How Open-R1 compares

Open-R1 alongside other open-source rlhf & alignment tools AI/TLDR tracks, ranked by GitHub stars.

ToolStarsWhat it does
Open-R1★ 26.3kA fully open reproduction of the DeepSeek-R1 reasoning pipeline
verl★ 22.1kVolcano Engine's RL post-training framework (HybridFlow) for building GRPO, PPO, and other RL pipelines on top of FSDP, Megatron, and vLLM.
TRL★ 18.7kHugging Face's post-training library with trainers for SFT, reward modeling, DPO, PPO, and GRPO to align language models with preferences.
Agent Lightning★ 17.3kAn open-source trainer from Microsoft that improves AI agents built with any framework using reinforcement learning, prompt optimization, and supervised fine-tuning.

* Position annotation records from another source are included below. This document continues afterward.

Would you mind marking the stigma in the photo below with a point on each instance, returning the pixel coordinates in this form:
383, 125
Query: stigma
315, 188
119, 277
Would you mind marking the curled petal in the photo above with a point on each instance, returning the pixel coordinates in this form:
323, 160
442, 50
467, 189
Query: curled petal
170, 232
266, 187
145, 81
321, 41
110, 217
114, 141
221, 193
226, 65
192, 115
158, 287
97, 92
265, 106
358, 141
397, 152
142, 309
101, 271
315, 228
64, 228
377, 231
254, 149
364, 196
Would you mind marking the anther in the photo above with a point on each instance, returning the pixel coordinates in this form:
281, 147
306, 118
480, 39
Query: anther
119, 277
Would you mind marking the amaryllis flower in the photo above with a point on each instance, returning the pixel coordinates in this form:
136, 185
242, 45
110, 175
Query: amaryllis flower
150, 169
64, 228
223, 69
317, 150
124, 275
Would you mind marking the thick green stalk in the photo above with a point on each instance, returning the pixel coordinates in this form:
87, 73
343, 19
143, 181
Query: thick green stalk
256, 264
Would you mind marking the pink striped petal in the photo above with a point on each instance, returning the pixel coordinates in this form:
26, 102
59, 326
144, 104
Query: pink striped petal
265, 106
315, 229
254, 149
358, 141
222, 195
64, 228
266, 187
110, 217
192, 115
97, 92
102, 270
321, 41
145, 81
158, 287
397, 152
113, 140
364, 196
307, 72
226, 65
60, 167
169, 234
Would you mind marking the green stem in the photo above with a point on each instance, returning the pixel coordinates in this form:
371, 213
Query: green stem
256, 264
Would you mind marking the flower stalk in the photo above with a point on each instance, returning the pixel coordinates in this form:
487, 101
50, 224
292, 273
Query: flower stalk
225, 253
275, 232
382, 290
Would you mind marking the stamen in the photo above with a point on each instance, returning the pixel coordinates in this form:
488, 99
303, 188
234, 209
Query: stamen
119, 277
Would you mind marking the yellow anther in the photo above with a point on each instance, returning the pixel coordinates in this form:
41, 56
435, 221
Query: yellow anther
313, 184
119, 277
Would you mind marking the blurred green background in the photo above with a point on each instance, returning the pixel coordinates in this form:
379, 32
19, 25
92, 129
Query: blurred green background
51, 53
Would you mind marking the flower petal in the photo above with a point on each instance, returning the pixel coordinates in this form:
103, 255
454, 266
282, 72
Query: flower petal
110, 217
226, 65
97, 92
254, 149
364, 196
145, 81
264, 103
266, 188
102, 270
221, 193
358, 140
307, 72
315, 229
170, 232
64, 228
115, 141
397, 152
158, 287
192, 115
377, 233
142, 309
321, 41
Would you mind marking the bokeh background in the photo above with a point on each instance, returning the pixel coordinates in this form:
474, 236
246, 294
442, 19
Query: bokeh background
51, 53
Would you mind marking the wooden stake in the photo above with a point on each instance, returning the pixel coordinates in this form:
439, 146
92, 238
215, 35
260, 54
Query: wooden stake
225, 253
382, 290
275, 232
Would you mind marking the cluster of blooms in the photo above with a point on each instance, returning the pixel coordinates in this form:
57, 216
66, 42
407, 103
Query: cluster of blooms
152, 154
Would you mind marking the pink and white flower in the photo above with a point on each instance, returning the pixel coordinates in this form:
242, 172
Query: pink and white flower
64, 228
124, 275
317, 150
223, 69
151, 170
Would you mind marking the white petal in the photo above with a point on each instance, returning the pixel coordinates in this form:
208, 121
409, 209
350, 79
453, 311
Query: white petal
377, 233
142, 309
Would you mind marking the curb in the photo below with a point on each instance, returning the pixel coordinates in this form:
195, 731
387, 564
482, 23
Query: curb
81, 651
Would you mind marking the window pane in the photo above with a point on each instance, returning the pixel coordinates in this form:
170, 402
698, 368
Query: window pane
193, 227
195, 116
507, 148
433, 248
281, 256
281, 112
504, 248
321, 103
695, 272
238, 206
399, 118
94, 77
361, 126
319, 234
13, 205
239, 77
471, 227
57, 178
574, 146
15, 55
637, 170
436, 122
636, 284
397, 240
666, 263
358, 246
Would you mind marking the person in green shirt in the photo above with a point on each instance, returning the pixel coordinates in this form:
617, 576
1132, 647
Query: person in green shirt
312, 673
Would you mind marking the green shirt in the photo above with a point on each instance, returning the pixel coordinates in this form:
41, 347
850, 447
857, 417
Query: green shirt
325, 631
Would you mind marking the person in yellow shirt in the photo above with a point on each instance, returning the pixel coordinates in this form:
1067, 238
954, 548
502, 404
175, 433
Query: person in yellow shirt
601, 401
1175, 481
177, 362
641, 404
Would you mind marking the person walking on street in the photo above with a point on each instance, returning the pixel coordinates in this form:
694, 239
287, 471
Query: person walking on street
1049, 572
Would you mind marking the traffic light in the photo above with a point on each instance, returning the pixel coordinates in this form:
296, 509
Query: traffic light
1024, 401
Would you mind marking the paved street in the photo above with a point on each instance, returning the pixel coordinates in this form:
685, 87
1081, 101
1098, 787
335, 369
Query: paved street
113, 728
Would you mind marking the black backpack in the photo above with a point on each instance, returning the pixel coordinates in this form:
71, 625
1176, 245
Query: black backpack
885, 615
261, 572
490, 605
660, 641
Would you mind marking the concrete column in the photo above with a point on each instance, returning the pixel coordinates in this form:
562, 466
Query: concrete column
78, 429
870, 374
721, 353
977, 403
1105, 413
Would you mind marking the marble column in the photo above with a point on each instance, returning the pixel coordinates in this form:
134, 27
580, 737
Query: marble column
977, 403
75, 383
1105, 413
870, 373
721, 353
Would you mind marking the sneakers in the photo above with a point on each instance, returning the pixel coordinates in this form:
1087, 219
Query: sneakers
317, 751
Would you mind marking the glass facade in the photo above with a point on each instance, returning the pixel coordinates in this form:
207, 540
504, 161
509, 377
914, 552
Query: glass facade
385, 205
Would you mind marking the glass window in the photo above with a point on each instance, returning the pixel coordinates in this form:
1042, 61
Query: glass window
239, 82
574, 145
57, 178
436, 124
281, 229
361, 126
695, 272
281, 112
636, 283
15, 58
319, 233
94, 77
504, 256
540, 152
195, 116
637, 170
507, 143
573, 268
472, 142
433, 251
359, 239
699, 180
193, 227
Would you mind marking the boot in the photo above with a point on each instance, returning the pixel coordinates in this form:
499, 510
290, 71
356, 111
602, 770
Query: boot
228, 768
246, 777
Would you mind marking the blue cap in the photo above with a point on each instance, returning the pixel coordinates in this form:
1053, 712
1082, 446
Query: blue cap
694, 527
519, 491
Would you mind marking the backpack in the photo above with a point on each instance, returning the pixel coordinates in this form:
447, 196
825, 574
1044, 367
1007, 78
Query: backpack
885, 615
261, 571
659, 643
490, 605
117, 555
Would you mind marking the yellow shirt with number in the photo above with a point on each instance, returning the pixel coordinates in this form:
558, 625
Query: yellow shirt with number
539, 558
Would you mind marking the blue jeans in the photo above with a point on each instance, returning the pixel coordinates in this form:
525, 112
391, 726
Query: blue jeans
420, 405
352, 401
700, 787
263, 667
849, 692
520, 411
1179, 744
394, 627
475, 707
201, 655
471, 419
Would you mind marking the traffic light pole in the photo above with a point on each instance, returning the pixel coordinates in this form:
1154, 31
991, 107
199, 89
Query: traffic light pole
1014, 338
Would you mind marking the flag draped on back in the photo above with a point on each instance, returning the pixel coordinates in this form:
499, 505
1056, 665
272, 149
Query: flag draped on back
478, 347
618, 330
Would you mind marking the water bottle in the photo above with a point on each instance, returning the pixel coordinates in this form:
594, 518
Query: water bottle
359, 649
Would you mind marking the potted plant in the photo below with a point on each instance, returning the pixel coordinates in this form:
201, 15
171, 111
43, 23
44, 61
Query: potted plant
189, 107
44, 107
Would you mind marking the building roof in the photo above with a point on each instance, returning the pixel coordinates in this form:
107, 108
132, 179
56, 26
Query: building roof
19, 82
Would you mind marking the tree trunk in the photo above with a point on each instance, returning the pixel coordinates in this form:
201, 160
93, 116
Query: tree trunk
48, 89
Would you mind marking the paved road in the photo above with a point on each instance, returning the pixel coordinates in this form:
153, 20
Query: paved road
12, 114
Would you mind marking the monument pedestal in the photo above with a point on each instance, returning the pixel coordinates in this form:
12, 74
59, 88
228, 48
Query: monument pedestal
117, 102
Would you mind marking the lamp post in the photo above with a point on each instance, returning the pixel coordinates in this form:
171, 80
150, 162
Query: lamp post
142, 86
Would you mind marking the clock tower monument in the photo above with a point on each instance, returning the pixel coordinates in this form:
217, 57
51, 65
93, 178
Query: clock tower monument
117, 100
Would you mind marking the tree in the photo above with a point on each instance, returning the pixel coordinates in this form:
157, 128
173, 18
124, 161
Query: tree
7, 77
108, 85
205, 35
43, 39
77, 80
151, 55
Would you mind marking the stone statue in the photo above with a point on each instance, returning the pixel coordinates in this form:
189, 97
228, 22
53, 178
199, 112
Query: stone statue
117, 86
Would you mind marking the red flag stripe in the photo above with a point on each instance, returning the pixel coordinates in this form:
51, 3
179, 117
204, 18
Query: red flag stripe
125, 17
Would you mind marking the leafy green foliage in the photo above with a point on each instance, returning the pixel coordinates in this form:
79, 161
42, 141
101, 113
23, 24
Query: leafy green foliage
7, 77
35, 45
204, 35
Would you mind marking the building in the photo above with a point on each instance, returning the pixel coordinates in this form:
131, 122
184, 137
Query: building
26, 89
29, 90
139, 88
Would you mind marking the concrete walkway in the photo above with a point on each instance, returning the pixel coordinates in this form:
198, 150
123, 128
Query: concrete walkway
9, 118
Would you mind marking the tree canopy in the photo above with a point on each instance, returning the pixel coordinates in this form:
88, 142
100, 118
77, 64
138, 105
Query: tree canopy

ART★ 10.1kOpenPipe's Agent Reinforcement Trainer for post-training LLM agents on multi-step tasks using GRPO and rule- or judge-based rewards.
OpenRLHF★ 9.7kA Ray- and vLLM-based RLHF framework that scales PPO, GRPO, and REINFORCE++ training to models with 70B+ parameters.
Alignment Handbook★ 5.6kA set of recipes and scripts from Hugging Face showing how to run the full SFT-then-preference-alignment pipeline used to build aligned chat models.
Verifiers★ 4.2kA library for defining verifiable-reward environments and running reinforcement-learning fine-tuning of LLMs against those rewards.